Two months back when India purchased a stupendous 200 tons of gold from International Monetary Fund, many were reminded of those dark days two decades back when the country was forced to sell its 67 tons of gold to procure dollars to meet loan repayment commitments.
In early 90s, when dollar ruled the roost, its possession meant ability to survive in the international stage. In June ’91, when Indian government sold the gold to the Bank of England and Union Bank of Switzerland, the country’s economy was at its lowest. India’s foreign reserve was barely $2 billion.
India’s economy has undergone dramatic change over these last two decades. From a weakling, it has developed into something respectable. The foreign reserve has now reached a healthy $285 billion.

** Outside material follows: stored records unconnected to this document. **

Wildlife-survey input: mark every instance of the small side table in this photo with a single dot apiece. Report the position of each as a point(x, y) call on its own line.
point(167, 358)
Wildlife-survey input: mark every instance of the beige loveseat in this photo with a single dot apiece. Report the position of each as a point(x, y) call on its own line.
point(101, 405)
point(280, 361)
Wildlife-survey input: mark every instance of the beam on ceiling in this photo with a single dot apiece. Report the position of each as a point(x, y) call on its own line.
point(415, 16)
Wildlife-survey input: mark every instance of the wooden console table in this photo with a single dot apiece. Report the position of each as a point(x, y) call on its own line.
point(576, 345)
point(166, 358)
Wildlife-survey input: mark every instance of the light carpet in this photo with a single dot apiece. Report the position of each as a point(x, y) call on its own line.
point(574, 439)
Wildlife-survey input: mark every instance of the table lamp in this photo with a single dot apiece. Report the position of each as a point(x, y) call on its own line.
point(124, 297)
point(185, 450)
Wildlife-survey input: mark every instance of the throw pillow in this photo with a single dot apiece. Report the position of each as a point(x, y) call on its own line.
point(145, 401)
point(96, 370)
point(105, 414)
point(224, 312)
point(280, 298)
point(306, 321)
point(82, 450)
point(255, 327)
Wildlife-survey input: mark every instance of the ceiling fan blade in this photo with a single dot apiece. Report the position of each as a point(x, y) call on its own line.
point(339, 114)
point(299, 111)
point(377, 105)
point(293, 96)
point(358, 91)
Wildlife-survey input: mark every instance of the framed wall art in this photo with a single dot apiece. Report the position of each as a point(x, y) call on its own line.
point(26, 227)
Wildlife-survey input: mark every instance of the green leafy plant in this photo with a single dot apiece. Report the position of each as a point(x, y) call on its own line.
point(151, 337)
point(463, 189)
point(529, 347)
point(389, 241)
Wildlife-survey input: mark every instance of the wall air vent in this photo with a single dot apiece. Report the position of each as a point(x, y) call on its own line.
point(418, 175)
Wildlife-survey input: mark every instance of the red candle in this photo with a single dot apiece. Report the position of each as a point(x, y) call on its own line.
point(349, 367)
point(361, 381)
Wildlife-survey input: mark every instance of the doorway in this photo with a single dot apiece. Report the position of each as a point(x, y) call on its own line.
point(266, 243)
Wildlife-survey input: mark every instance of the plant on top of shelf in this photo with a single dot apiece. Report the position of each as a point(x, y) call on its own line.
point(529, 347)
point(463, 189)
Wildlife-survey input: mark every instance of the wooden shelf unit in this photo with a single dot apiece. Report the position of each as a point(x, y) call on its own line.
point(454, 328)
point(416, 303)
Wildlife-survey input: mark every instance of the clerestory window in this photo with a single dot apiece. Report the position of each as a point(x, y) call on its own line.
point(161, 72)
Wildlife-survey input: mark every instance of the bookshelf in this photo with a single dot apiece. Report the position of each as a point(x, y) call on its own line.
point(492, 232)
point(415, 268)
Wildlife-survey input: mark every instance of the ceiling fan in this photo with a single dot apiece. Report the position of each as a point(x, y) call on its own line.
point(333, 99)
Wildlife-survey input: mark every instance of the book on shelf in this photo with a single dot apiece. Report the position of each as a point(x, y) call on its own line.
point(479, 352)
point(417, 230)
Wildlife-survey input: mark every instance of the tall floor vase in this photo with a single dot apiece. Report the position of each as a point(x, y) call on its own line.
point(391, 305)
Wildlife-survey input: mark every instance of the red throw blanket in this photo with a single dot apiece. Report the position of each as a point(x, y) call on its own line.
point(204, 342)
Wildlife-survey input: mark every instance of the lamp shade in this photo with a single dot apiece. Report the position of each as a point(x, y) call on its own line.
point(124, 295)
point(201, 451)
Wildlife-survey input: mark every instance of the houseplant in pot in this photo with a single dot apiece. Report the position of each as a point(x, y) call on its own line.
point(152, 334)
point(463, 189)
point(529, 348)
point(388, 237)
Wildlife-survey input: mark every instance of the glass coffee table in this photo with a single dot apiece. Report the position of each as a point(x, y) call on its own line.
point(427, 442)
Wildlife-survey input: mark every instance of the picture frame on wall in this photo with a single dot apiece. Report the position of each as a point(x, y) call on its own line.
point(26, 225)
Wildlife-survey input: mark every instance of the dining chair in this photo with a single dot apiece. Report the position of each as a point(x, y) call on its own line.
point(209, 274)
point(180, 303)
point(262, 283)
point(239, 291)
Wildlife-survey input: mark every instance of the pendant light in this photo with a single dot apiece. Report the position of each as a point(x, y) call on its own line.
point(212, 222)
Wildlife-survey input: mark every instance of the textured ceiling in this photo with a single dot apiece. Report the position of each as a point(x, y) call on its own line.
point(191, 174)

Though economy is improving, even surpassing expectations, there is still much to accomplish in many areas. Inflation is speeding ahead like a runaway horse. The biggest challenge to economy now is to find a balance between GDP growth and inflation.

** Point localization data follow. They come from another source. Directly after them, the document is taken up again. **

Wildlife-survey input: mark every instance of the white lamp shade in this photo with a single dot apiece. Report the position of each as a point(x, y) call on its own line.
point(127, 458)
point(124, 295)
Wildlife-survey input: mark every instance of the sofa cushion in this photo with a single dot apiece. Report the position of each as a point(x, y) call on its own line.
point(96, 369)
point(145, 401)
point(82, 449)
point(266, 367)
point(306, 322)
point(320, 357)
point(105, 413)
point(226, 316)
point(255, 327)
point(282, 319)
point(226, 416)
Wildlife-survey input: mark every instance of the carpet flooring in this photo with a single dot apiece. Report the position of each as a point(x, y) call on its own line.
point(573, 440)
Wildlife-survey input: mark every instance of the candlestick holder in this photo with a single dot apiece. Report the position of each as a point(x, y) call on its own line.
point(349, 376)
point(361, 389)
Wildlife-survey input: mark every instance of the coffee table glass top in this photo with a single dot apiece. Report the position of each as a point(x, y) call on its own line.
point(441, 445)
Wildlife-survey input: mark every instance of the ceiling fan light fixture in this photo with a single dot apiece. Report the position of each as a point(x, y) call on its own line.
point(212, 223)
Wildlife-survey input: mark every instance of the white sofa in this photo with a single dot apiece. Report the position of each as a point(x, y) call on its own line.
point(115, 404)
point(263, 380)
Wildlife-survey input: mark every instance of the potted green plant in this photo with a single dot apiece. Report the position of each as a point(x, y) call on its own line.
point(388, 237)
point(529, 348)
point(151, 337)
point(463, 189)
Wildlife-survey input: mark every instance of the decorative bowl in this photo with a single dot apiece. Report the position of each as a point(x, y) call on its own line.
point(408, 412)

After displaying remission tendencies in October last, inflation is climbing steadily from November. Food price inflation is the worst at around 20% with prices of all the essential commodities going through the roof. With sugar price breaching the Rs.50 mark, it is high time action is taken to rein in the prices.
One of the options before government is to withdraw the stimulus packages, introduced to help the economy overcome recession. Another is to hike up interest rates. Both actions have a double-edged effect, as they might end up damaging the frail economy, which is recovering well from the global economic downturn. This has prompted the government to adopt a wait and watch approach, instead of taking hasty action.